Reihenfolge Innendeckel / Fütterer

  • Meine Iso ist aus Styrpor......

    da saugt sich nix voll! Und Letsche (Pfützen oder Tropen) oder Schimmel gibts nie nirgens!

    EGAL ob Schieber drinn oder nicht.

    Leider meinen viele immer mehr, das Wesens-gemäss Bienen-gemäss entschpricht, dabei ist das meiner bescheidenen Meinung nach nur der Imkerintuition-gemäss.

    Ich leg also ne Folie drauf damit der (Bio) Saugschwamm darüber nich nass wird ...

    Auf wen oder was beziehst Du Dich gerade?

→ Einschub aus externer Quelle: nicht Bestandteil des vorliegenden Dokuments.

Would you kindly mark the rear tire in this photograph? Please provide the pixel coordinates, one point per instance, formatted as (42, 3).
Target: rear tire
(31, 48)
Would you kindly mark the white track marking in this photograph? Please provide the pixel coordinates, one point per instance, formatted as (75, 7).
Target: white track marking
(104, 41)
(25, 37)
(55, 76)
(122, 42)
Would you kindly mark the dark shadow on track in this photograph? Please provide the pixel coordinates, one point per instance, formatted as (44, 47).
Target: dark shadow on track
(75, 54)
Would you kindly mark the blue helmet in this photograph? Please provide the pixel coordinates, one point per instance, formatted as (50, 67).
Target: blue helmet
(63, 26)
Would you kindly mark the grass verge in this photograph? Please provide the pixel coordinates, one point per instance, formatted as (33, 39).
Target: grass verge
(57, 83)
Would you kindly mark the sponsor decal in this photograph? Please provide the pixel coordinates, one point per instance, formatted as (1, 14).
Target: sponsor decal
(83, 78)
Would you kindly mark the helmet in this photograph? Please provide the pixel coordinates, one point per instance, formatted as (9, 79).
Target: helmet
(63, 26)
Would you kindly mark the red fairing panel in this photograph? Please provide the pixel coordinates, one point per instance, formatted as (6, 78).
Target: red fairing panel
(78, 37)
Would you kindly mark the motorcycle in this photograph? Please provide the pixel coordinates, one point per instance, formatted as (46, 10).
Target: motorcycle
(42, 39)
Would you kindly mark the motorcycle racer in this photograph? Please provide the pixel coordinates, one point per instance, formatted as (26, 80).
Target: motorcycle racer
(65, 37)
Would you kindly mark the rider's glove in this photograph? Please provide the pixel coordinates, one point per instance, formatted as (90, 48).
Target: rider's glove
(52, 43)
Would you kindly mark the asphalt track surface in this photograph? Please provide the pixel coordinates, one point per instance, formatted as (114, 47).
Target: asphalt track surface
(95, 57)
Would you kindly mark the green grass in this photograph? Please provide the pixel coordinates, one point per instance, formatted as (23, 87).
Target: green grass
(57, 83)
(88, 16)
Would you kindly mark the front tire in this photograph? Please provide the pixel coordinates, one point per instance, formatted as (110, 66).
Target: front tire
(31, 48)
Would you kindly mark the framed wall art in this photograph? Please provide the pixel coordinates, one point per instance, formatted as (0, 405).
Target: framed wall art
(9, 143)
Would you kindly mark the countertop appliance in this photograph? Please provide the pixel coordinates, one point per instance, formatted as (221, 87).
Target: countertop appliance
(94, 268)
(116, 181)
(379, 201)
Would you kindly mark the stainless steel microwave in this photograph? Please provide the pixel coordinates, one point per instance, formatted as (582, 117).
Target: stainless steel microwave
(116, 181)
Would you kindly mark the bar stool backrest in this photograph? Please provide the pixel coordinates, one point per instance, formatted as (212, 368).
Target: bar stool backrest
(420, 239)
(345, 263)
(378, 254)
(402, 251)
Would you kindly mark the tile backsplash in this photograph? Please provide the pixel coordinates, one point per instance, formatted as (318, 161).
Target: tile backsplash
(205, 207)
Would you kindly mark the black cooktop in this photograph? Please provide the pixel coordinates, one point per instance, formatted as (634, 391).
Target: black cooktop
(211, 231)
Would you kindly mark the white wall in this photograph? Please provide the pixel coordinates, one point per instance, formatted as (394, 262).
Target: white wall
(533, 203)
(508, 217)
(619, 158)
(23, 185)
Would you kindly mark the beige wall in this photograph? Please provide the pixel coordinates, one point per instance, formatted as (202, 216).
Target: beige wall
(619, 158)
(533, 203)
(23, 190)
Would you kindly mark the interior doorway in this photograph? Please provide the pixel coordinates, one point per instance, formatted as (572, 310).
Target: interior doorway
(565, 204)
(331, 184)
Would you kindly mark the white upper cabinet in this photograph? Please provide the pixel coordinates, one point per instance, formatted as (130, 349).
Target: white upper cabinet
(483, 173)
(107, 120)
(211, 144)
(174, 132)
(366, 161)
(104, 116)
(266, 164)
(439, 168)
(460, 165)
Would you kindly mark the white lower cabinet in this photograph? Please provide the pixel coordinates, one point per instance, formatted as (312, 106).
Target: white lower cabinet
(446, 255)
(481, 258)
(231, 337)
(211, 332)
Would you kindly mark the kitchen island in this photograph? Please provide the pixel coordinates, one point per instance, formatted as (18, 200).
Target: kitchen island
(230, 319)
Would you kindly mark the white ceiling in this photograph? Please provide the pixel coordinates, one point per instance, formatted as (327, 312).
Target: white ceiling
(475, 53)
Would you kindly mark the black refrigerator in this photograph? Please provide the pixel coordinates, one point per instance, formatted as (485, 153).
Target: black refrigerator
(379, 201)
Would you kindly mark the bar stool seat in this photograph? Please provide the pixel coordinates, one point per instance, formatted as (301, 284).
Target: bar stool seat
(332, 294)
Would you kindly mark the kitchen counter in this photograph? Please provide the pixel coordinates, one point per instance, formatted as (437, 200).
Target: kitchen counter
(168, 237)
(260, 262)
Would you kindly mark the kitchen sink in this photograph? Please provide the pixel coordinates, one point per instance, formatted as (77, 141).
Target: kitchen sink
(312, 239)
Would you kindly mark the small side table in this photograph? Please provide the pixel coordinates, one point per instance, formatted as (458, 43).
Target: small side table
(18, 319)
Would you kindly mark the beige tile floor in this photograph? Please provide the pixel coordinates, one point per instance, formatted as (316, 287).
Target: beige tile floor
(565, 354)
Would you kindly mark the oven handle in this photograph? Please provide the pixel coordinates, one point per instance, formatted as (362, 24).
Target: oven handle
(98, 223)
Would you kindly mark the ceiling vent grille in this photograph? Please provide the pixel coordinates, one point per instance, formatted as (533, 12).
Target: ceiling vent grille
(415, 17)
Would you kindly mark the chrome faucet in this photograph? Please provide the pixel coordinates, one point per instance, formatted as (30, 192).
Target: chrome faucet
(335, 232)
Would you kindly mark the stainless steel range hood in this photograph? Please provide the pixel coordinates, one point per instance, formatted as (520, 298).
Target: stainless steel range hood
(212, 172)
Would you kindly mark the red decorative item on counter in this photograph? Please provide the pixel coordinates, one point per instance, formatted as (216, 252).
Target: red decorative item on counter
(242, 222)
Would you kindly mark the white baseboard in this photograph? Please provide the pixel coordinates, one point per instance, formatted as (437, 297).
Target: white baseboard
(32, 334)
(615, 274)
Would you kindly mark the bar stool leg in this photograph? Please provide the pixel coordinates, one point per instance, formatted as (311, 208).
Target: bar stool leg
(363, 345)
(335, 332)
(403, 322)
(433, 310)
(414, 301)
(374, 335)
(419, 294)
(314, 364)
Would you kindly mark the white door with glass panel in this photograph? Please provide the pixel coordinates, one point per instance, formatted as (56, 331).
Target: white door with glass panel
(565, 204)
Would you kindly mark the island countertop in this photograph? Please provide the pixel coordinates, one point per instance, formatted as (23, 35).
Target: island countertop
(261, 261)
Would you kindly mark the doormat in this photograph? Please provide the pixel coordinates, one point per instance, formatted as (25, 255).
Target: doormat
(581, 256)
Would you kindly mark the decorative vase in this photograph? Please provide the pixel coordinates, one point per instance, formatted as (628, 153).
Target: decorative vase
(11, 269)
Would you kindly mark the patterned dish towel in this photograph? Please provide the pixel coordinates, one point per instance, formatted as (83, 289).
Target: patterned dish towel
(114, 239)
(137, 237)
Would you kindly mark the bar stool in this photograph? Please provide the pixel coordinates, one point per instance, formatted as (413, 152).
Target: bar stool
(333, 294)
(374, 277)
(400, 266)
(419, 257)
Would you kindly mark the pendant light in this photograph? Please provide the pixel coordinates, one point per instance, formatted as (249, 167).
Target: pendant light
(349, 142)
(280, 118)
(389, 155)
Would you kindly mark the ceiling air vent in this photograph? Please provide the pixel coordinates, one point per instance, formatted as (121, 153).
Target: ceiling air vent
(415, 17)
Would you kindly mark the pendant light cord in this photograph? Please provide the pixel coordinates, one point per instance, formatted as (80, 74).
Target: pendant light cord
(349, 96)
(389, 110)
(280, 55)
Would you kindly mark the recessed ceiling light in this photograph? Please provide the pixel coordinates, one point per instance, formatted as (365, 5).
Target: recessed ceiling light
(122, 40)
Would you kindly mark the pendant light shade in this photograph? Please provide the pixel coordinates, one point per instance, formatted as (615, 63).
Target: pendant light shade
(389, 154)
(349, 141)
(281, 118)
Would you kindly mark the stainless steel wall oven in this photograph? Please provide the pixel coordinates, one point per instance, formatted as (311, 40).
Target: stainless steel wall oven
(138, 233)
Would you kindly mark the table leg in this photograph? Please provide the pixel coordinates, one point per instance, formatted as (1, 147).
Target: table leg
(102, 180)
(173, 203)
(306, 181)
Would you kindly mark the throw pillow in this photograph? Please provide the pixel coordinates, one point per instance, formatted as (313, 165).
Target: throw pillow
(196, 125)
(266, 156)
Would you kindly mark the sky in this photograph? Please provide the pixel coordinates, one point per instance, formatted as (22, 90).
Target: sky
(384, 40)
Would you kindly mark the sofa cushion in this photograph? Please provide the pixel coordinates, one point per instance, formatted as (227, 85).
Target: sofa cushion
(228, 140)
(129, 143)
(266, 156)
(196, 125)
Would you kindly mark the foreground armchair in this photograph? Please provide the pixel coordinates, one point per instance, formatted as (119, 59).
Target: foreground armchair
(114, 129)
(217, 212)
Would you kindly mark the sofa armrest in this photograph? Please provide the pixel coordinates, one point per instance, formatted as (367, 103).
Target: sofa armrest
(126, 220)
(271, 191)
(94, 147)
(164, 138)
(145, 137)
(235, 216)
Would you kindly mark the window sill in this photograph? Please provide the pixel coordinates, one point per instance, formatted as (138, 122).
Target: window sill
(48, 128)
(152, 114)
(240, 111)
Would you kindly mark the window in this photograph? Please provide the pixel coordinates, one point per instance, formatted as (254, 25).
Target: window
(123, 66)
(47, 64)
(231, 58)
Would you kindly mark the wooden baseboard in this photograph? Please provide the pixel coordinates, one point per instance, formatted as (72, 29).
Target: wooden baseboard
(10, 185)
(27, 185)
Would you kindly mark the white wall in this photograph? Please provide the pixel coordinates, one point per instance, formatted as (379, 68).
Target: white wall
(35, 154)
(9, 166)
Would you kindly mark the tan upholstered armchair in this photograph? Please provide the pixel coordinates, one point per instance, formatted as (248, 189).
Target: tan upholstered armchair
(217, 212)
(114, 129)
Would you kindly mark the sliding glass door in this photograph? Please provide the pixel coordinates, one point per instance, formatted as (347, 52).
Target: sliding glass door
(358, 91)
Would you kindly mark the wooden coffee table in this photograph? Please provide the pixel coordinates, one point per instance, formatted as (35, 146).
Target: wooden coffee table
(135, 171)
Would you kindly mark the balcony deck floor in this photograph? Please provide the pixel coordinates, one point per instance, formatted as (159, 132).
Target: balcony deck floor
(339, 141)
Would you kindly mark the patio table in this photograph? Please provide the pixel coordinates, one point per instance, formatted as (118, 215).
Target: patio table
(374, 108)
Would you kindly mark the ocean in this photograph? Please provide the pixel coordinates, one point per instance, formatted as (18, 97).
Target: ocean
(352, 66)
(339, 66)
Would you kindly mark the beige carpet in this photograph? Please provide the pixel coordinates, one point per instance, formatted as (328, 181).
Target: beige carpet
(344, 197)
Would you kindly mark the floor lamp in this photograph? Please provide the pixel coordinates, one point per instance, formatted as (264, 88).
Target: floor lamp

    Nächstes Imkerforumstreffen am 26-28.3.2021 im Jagdhof Kleinheiligkreuz bei Fulda!

  • auf den Saugschwamm Kiki.

    Ich muss ja nich alles verstehen, was sich so in den Jahren alles als Wesensgemäss eingeschlichen hat,

    aber den Schwamm verstehe ich, ein teurer Nixnutz mit Insensionshintergrund.

    Mensch wir sind doch nicht alle Bioimker, selbst da versteh ich das Ding nicht.

    Fütterer mit dicker Holzplatte (Iso) abgedeckt und Deckel drüber geht auch bei Bio prächtig.

    Das Styro dient nur Meiner Gewichtsintension.

    Schaut euch mal Bruder Adams Originalkisten an, und lest seine Meinung über übertriebene Isolation, besonders das über seine Behelfsbeuten! Die einzige Iso die er hatte war schlicht LUFT und (wunderschöne!!) Deckel drüber.

    DA halte ich mich dran, und fahre sehr gut damit.....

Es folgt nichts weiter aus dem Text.